Google has a new roadmap to ditch internet cookies, but major players in the ad tech industry are worried that the largest internet advertiser's strategy works against their own plans for a post-cookie world. There are concerns that Google’s latest plan prioritizes its own privacy kingdom, while locking ad tech rivals out of crucial access to internet users for the purposes of personalized advertising.
There were clues in Google's updated privacy timeline, released last week, that it has more fleshed out plans to test its cookie-free internet ad ecosystem known as the "Privacy Sandbox," rewarding publishers and advertisers with early adoption, along with an experimental period that will run into 2023. However, Google plans to also penalize ad tech vendors that try to use workarounds to continue business as usual outside its Privacy Sandbox. Mathieu Roche, co-founder and CEO of ID5, an advertising technology and identity firm that works with publishers, says it looked like Google was deploying the “carrot and the stick."
“FLoC and FLEDGE are the carrot and the olive branch, where [brands and publishers] can continue to do some of the things that are very valuable,” Roche says. “Privacy Budget is the stick that will restrict the ability for everybody else to work with user-level data. So, in contrast, [Google’s] user-level data assets can be more valuable.”

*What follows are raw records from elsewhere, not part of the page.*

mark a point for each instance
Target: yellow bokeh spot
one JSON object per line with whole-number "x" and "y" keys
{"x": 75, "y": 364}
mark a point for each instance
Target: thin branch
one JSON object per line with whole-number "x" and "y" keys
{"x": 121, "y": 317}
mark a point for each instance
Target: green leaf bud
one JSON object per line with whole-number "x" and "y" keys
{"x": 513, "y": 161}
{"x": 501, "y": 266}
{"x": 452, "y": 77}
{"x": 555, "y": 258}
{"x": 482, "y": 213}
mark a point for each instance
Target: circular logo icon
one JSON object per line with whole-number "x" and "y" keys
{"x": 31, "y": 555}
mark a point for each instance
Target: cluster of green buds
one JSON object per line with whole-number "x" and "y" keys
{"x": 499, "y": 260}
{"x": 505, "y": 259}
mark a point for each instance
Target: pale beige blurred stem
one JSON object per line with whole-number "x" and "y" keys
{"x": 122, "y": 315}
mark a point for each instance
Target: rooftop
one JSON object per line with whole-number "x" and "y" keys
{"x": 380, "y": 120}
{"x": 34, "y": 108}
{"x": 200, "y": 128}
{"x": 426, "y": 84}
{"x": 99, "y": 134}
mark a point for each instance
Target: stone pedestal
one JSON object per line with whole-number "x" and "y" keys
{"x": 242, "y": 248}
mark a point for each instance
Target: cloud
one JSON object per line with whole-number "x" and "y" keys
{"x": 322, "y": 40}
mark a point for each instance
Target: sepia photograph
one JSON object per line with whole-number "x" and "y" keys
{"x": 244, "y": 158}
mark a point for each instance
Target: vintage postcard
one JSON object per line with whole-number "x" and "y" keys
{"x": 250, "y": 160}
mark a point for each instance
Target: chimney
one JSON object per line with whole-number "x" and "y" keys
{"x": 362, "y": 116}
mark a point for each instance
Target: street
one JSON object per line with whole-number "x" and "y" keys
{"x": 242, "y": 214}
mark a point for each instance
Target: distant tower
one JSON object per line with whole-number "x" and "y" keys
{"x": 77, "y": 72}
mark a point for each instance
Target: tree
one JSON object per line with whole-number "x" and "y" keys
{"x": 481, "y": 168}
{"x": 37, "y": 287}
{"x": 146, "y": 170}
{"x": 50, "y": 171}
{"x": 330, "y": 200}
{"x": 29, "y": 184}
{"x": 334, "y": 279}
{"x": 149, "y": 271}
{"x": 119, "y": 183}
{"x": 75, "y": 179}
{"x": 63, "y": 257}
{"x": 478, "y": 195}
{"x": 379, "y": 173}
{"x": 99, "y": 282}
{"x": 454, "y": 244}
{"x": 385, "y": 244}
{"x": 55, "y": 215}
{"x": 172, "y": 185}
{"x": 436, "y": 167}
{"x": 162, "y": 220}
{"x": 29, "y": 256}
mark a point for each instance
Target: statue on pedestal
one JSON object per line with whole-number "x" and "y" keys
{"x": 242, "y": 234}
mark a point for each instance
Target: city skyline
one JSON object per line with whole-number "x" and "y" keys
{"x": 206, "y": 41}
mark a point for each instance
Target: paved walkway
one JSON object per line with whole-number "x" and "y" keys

The so-called Privacy Budget, set to rollout in 2023, represents one of the biggest potential disruptions to internet advertisers, except for Google, by preventing practices like “fingerprinting” and “cross-site tracking,” which are how publishers and ad tech partners gather behavioral data on readers of their websites. The companies developing their own cookie alternatives and internet IDs say that Google has a transparent timeline for its pet initiatives like FLoC and FLEDGE in Privacy Sandbox, while it is still fuzzy on details about how third-parties will be affected by the restrictions imposed by Privacy Budget. In many cases, the effectiveness of alternative IDs, the cookie replacements that are being developed, depend on tactics like "fingerprinting" and "cross-site" tracking that Google is looking to shut down.
Meanwhile, Google gave a clear roadmap for the two key parts of the initiative that could prove successful for advertisers and publishers, known as FLoC and FLEDGE, showing that it would open them to testing in the fourth quarter this year, with plans for a transition period that could run until late 2023 and beyond. FLoC stands for Federated Learning of Cohorts, which attempts to use the Chrome web browser to create large sets of people with shared interests, so they don’t have to be targeted through personally identifiable information. FLEDGE is a similar experiment, where publishers and ad tech partners create the targeting cohorts.
Google's tests have the potential to upend the entire internet advertising world, transitioning away from third-party tracking tools, which record every move a consumer makes online, and instead it relies on private anonymous data. The changes will affect all the publishers and vendors that have evolved over decades to deliver ads within Google's platform, and some vendors worry that their tactics of tracking will be ineffectual under the new rules.
All eyes are on Google as it tries to figure out how to erect a privacy-focused ad platform. Google’s Android software runs on 50% of devices in the U.S., according to a recent report from Consumer Research Intelligence Partners. Google’s Chrome web browser accounts for about 60% of internet users, and Google’s ad network serves 2 million websites and apps. Any changes to how those sites and apps can track consumers, whether through cookies or device IDs, will affect the publishers, brands and third-party ad tech vendors in Google’s ecosystem. Google generates the most internet advertising revenue in the world, notching $150 billion in 2020.